「その世界」へ

MenuetSE

 

 僕は「その世界」の入り口に立っていた。足を踏み入れるかどうか、まだ迷っている。決心がつかない。何ヶ月も悩んでいたが、とうとう入り口まで来てしまった。高校を卒業し、もう18だというのに決断できない自分が情けない。

 迷っている僕をよそに、僕の横をすり抜けて、一人、また一人と「その世界」へ入って行く。僕の同級生もいる。つい先週一緒に高校を卒業した連中だ。彼らの顔に迷いはない。それどころか笑顔すら浮かべている。なぜ、そんなに事も無く入って行けるのだろう。

 「その世界」についてはいろいろと聞いている。事実もあれば、憶測もあるだろう。ある人は言う、「その世界」は自然界を滅ぼすと。空気と水を毒に変えると。死をもたらすと。しかし、ある人は言う。人に喜びを与えると。また、人が生きて行くためには必要だと。


 「その世界」に少しだけ耳を傾けた事がある。恐る恐る耳をそばだてる。混沌が伝わってきた。無数の喜びや悲しみを飲み込んで渦巻く世界が感じられた。何千もの死者の思いが聞こえる。何万もの呻きが聞こえる。しかし一方で、楽しげな家族の語らいがよぎって行く。背後では何百万もの労働者が働いているざわめきが響いてくる。

 いったいどんな所なのだろう。もちろん「その世界」に入ってみれば分かる。皆、次々と「その世界」に入って行くのだから、躊躇する理由なんか無い、そんな声が背中を押す。でも、僕はまだ留まったままだ。何か忘れている事はないだろうか。


 これまでずっと「その世界」の「外」で生きてきた。こうして高校を卒業して、いよいよ「その世界」に入る事が許される。この与えられた機会を拒絶して良いものだろうか。ただ、「その世界」は昔からあるものではないと聞く。近代以降に徐々にできてきた世界だ。だから僕の曽祖父さんは、こんな事で悩む必要は無かっただろう。「その世界」が存在しなかったんだから。


 「その世界」に一旦入ってしまうと、もう抜け出せないらしい。これは恐ろしい事だ。まるで麻薬のようだ。だから、今どうするかの決断が重要だ。このまま「その世界」の「外」で生きて行くか、皆と同じように「その世界」に飛び込むか。「外」にいては、惨めな一生を送ることになるというのは本当だろうか。「その世界」で楽しく快活に生きて行く人達を横目に、パッとしない人生を送ることになるのだろうか。


 考えてみると、これまで「外」の世界で生きてきたが、それなりに充実した日々を送ってきた。もちろん、これから大人になって行くのだから、これまでとは違って「その世界」に生きる必要があるのかもしれない。少し甘えた考えかもしれないが、このまま「外」で何とか生きて行けないだろうか。

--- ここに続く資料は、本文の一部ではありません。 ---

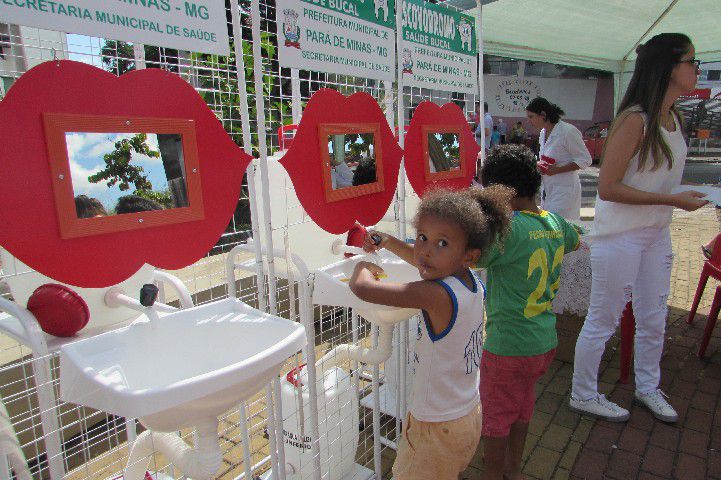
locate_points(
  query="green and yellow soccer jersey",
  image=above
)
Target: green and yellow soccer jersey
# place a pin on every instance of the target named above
(523, 274)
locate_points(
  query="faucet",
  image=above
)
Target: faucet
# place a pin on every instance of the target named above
(116, 297)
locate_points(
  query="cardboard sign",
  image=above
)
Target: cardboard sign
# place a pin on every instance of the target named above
(349, 37)
(193, 25)
(439, 48)
(509, 96)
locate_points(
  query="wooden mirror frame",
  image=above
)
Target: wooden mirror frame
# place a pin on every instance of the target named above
(444, 175)
(57, 125)
(326, 129)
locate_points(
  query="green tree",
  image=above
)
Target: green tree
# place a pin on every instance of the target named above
(118, 57)
(162, 197)
(119, 170)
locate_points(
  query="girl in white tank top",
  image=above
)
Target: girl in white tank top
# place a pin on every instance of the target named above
(631, 255)
(453, 229)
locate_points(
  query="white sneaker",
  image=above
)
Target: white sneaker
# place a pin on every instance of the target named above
(600, 407)
(659, 406)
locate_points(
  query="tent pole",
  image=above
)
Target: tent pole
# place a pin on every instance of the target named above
(645, 34)
(481, 93)
(618, 88)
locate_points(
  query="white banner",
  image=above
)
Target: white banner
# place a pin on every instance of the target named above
(438, 48)
(193, 25)
(348, 37)
(509, 96)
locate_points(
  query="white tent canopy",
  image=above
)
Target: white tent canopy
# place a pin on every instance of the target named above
(600, 34)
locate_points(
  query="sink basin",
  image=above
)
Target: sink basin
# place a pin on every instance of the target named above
(331, 287)
(188, 366)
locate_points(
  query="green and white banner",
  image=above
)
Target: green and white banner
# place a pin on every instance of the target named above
(193, 25)
(438, 48)
(349, 37)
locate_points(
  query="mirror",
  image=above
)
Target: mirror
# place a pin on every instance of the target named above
(442, 152)
(119, 173)
(351, 160)
(114, 174)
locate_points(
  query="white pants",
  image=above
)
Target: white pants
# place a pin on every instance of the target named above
(639, 262)
(565, 200)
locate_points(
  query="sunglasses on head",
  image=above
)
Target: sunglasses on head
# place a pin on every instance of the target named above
(692, 61)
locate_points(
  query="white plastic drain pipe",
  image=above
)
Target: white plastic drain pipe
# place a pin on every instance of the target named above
(200, 463)
(372, 356)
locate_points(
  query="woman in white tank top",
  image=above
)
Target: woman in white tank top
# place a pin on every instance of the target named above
(631, 253)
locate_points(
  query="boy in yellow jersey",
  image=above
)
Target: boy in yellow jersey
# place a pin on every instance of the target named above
(523, 273)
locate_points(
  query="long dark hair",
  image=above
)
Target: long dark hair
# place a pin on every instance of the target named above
(647, 89)
(540, 105)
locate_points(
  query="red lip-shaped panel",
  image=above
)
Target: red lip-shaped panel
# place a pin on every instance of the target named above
(28, 215)
(304, 164)
(430, 117)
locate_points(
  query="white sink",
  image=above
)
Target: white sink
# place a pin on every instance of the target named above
(188, 366)
(331, 287)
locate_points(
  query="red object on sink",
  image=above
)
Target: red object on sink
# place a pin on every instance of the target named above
(355, 237)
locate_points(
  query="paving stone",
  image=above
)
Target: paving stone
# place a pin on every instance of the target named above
(602, 439)
(694, 443)
(704, 402)
(633, 440)
(690, 467)
(590, 465)
(542, 462)
(569, 455)
(683, 388)
(665, 436)
(566, 417)
(710, 385)
(559, 386)
(713, 464)
(658, 461)
(698, 420)
(641, 418)
(556, 437)
(649, 476)
(583, 429)
(623, 464)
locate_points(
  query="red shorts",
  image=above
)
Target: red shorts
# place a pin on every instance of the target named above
(508, 389)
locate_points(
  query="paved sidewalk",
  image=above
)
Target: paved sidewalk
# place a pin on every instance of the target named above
(563, 444)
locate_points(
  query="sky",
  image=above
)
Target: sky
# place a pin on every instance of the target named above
(85, 154)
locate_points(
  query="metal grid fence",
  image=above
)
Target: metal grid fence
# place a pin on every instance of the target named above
(94, 444)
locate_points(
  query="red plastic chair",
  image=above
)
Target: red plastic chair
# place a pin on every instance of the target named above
(286, 133)
(628, 330)
(711, 268)
(711, 322)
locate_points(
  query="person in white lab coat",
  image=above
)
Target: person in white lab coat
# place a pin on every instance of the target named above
(562, 155)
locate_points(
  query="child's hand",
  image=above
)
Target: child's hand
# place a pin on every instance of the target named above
(372, 268)
(375, 241)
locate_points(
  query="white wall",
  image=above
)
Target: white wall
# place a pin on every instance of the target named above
(509, 96)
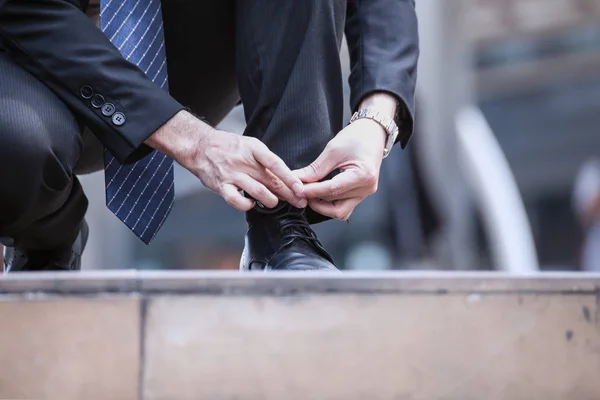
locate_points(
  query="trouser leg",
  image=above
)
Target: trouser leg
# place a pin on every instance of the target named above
(289, 74)
(41, 202)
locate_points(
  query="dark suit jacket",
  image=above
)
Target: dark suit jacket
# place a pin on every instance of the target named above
(56, 42)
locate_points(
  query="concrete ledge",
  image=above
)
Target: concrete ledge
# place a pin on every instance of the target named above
(190, 335)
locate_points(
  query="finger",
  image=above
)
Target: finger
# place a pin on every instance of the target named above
(256, 190)
(270, 161)
(335, 188)
(359, 192)
(278, 188)
(318, 169)
(235, 199)
(341, 209)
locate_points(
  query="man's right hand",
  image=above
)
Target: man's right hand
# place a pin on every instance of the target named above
(227, 163)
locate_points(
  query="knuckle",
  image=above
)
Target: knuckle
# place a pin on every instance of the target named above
(335, 189)
(276, 183)
(229, 199)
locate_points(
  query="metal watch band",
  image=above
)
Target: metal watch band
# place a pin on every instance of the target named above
(386, 122)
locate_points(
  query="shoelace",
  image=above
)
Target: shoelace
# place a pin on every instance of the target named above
(294, 227)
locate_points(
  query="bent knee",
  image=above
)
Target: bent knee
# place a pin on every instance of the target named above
(36, 147)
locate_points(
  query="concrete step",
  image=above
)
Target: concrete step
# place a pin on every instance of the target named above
(183, 335)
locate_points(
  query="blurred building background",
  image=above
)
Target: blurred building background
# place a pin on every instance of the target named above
(508, 112)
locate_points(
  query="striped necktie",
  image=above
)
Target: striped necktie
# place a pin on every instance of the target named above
(142, 194)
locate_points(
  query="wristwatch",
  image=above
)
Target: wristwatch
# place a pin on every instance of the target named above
(388, 124)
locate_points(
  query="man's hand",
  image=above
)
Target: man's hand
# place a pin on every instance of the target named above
(357, 151)
(227, 163)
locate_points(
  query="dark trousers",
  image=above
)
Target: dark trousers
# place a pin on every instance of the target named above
(280, 57)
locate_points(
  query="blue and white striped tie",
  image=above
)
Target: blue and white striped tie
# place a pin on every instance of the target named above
(141, 195)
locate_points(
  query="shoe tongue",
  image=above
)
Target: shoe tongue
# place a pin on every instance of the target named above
(282, 209)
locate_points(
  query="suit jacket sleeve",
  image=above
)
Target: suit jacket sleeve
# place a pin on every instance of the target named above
(384, 49)
(56, 42)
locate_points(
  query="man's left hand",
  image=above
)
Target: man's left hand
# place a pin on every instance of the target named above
(357, 151)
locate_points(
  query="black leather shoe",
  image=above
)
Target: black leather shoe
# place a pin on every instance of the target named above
(282, 239)
(21, 260)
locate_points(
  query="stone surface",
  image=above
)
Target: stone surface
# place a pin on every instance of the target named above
(377, 346)
(69, 348)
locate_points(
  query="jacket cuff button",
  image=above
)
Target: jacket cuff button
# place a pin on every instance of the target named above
(86, 92)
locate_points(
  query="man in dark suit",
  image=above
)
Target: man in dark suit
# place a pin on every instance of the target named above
(70, 87)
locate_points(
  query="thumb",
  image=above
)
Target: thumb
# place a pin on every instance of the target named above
(318, 169)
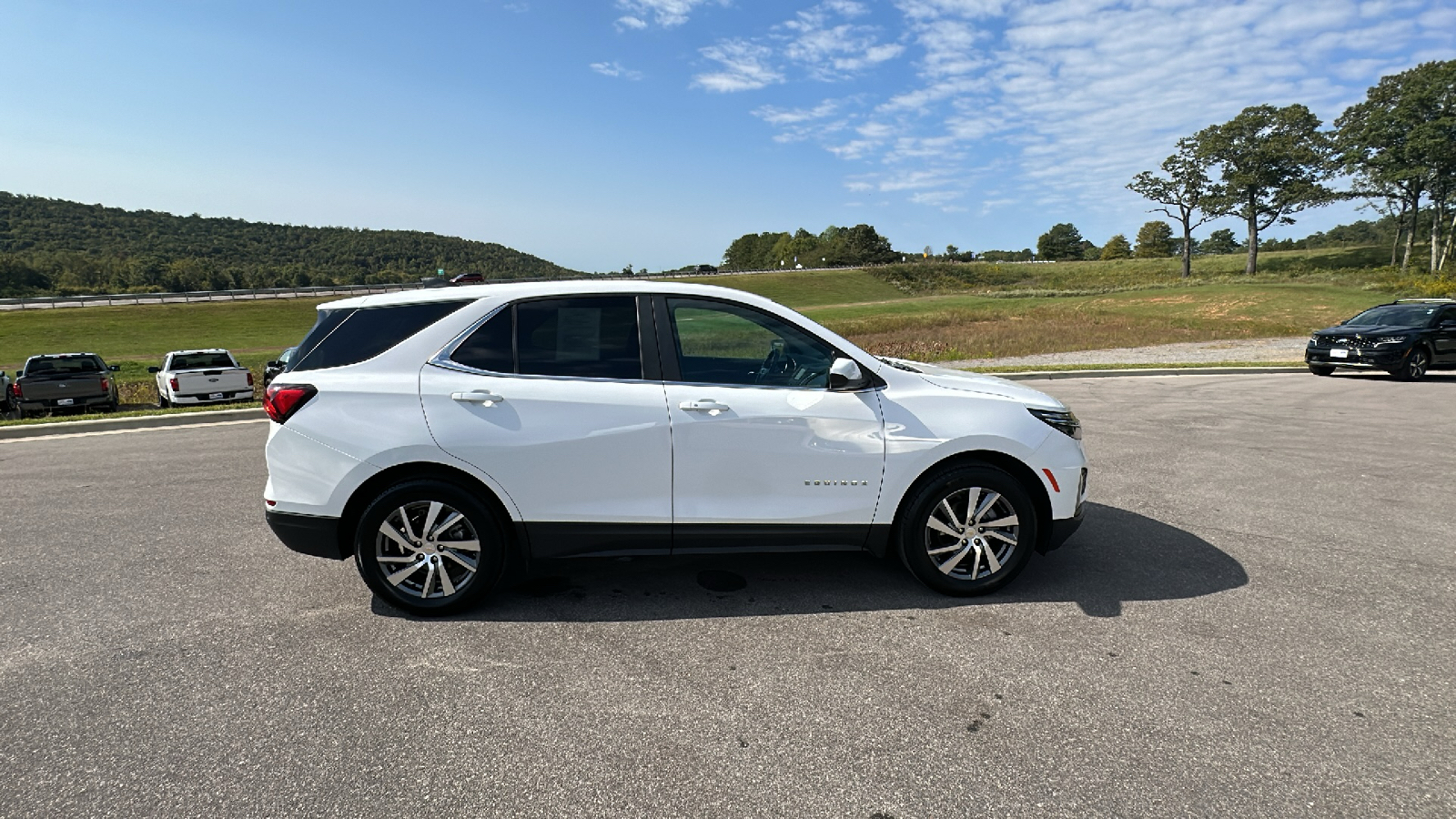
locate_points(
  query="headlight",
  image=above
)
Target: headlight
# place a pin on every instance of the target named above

「その世界」の恩恵は享受できないが、逆にそれがもたらすかもしれない災厄からは無縁で居られるし、加担する事も無い。


 僕の頭は堂々巡りに陥っていた。もう、考えても結論は出ない。気がつけば、ずいぶんと長い時間ここに立っている。目の前は「その世界」の入り口だ。そんな時、祖母の事を思い出した。祖母は「その世界」に入らず、ずっと「外」で生きてきた。祖母は僕に、それはそれは不便で大変だった、という話しをしてくれた事がある。でもどうだろう。祖母はとても素敵な人だ。「外」でもできる、地味でささやかな趣味を楽しんでいた。街から出ることは少なかったが、近所の人と仲が良く、いつも笑顔で世間話に花を咲かせていた。美味しいおはぎを作ってくれた。僕が言うのも生意気だが、いい人生を送っている。

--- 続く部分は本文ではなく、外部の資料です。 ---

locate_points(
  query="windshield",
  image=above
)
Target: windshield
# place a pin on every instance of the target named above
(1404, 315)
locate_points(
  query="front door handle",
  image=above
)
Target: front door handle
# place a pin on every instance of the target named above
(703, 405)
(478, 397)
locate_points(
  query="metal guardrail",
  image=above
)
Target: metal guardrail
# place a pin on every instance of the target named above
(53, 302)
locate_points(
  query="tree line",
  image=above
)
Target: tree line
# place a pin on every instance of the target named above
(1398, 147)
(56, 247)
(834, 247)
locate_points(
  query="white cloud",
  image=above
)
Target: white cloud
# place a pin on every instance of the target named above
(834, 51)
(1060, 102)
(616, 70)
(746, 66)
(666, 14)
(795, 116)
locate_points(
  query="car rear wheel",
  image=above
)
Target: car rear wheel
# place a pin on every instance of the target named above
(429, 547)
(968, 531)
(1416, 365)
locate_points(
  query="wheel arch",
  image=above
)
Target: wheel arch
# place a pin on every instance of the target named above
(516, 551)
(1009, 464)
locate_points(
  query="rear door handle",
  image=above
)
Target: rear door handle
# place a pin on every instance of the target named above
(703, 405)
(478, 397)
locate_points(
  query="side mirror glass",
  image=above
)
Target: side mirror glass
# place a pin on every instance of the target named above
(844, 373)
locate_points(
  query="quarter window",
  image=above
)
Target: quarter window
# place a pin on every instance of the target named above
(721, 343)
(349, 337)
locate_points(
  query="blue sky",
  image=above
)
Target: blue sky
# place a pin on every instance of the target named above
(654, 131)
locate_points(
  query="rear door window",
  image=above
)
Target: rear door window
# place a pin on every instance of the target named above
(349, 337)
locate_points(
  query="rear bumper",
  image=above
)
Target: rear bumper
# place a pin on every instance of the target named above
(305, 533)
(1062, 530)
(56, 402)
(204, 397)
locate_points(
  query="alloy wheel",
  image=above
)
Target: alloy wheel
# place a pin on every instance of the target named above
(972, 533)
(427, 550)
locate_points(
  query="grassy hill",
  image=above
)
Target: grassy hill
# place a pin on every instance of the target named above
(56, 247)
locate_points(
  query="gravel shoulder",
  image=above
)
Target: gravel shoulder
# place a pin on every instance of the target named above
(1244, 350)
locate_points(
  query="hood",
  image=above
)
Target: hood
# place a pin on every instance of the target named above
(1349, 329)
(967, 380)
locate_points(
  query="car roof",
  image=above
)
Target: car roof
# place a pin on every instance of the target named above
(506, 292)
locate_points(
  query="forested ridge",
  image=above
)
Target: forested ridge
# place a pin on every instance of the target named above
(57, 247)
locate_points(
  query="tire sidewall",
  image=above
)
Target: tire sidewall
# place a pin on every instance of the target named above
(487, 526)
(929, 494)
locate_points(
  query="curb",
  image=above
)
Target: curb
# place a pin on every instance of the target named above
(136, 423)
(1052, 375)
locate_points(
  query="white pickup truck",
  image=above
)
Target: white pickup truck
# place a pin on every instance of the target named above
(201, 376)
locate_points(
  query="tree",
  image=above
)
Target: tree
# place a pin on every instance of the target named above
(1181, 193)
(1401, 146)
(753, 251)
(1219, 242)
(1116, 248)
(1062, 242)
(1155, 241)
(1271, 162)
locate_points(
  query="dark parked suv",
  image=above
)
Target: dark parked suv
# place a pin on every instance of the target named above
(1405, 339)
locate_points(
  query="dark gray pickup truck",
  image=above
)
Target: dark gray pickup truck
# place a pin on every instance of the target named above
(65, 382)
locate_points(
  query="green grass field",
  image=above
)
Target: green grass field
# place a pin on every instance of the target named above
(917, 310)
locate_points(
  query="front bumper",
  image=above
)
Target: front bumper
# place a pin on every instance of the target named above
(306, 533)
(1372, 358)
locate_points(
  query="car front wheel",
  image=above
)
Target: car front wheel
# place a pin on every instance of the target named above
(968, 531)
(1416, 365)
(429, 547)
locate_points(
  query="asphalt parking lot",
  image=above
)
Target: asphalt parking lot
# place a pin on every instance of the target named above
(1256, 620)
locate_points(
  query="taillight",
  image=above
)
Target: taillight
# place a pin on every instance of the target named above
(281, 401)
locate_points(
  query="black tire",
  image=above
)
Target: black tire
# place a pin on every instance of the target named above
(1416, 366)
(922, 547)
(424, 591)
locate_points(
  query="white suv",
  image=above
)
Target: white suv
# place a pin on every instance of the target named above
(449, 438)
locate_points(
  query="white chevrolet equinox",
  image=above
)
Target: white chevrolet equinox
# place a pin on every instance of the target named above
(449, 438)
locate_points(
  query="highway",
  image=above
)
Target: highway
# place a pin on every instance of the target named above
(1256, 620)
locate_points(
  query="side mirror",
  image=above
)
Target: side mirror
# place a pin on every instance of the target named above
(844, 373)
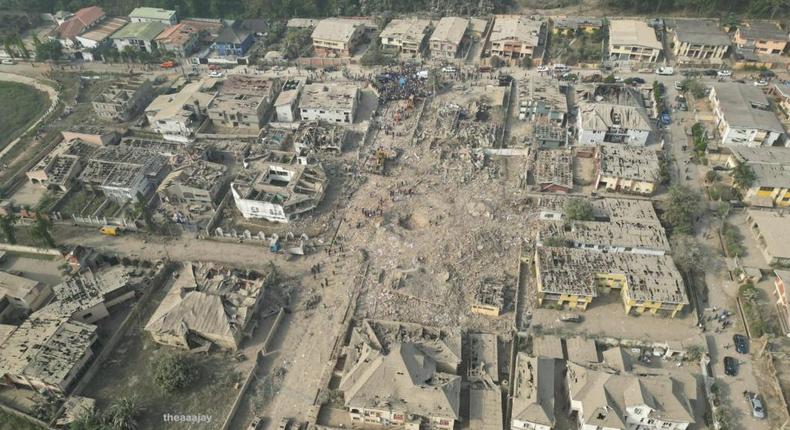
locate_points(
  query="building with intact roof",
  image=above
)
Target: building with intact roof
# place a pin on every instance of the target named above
(762, 37)
(575, 277)
(402, 374)
(609, 400)
(178, 116)
(599, 123)
(80, 22)
(209, 303)
(699, 41)
(632, 40)
(279, 187)
(124, 99)
(626, 169)
(771, 167)
(533, 393)
(138, 35)
(769, 230)
(154, 14)
(744, 116)
(448, 37)
(337, 37)
(100, 34)
(405, 36)
(515, 37)
(330, 102)
(180, 39)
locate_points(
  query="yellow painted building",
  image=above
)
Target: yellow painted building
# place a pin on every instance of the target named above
(573, 277)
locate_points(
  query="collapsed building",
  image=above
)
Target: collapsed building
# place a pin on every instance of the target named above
(209, 304)
(402, 374)
(123, 99)
(198, 183)
(279, 186)
(242, 102)
(627, 169)
(314, 136)
(60, 168)
(122, 172)
(553, 170)
(574, 277)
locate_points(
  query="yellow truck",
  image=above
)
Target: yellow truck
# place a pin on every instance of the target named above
(110, 230)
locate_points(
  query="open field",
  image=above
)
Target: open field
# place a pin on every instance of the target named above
(28, 104)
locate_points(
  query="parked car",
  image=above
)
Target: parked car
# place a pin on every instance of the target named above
(758, 410)
(256, 424)
(730, 366)
(665, 70)
(741, 343)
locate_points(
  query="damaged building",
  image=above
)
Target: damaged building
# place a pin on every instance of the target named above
(123, 99)
(178, 116)
(330, 102)
(314, 136)
(198, 183)
(242, 102)
(59, 169)
(208, 304)
(575, 277)
(402, 374)
(627, 169)
(121, 172)
(279, 187)
(553, 170)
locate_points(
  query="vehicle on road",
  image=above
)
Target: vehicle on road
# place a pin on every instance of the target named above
(111, 230)
(730, 366)
(256, 424)
(758, 410)
(665, 70)
(741, 343)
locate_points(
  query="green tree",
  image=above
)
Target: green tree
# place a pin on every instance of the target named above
(174, 372)
(743, 176)
(50, 50)
(7, 226)
(142, 209)
(123, 413)
(40, 232)
(681, 209)
(578, 209)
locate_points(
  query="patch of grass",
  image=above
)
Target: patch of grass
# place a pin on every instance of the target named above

 ふと、「その世界」について悩んでいた自分がちっぽけに思えた。なぜ「その世界」に拘っているのだろう。別に強制されている訳じゃない。そして、やっと決心がついた。

「人は人だ、僕は僕だ」

 僕は顔を上げると踵を返した。後ろの受付から声がする。

「お客様、入校の受付はこちらですが。お帰りですか」

「ええ」

 僕はさっぱりした気分で、自動車学校を後にした。